Helen and Jimmy's Fight to Age in Place
- Avery Wilson
- Sep 30
- 3 min read
For nearly half a century, Helen Hollingsworth has lived in her brick home in New Hanover County. She moved in 45 years ago, when her second child was born and the smaller house she and her husband, Jimmy, shared could no longer contain their growing family.
The house has seen storms, both literal and figurative. Two creeks run near the property, one large enough to wash out the road decades ago. After Hurricane Florence, a leak in the ceiling grew so severe Helen could no longer close the bathroom door. She patched it herself, a familiar role for a woman who had spent years making do when professional help was out of reach.
“I used to do all of the repairs,” she said. “My husband and I were in construction, but he got sick 20 years ago. I’ve been pretty good about maintaining it with the help of friends, but our friends have been passing away, and I can’t physically or financially do it anymore.”

A Life of Work and Care
Jimmy has battled colon cancer for two decades. The illness has returned twice, bringing with it surgeries, hospital stays, and long stretches of convalescence. Helen is his primary caregiver, moving him between the bed, the chair, and, on good days, the porch. Once a man who thrived on yardwork, Jimmy now watches the grass grow from a distance.
“His day is moving to the bed to the chair,” Helen said softly. “He might go out and sit on the porch, but he hates it because he used to love to work in the yard. I could tell last year that it was the last year he’d be able to manage it.”

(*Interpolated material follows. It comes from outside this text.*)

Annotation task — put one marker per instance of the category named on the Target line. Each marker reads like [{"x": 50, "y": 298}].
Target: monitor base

The home is rich with memories. Helen recalls holidays when Jimmy strung so many Christmas lights across the roofline that neighbors joked their house looked like the airport. Family from Florida filled the rooms with laughter. The house, as Helen describes it, was always a gathering place.
Learning to Ask for Help
When Jimmy first got sick, Helen admits, asking for help was unthinkable. “My husband would have rather had a beating than ask for help because we always did for ourselves,” she said. “But now I do not find it hard at all. We found a lot of good people since my husband got sick.”
That openness led her to WARM NC’s Older Adult Home Modification Program (OAHMP). The timing was fortuitous. Jimmy had just come home from the hospital, and Helen herself was facing repairs she could no longer delay.

Staff added a step to the bottom of her staircase, installed handrails on every set of stairs, built ramps at both the front and back doors, replaced faucets, added high-rise toilets, and mounted grab bars throughout the bathrooms.
“Made it easier to get around,” Helen said. “It’s a big help and I never could have afforded to do this. Everyone has been so nice, I couldn’t even find a complaint from anyone at WARM.”
The Meaning of Home
For Helen, aging safely in her home is not negotiable. “I don’t want to go to a nursing home, I don’t want my husband to have to go to a nursing home. I hope I can stay here.”
Still, worries linger. A 20-year-old air conditioning unit looms as her next concern. “I feel a lot less worry now, but if it wasn’t for y’all, I would have just had to put it off or made a temporary fix. I’ve made several temporary fixes. You do what you can do and that’s it.”
Asked what home means to her, Helen paused before answering. “My spot, my place,” she said. “Where you can control most of everything, hopefully.”
In that answer lies the heart of WARM NC’s mission: not just repairing houses, but preserving independence and the feeling of belonging. For Helen and Jimmy, their home is more than walls and a roof, it is the ground on which they built a life, and, with a little help, the place where they hope to remain.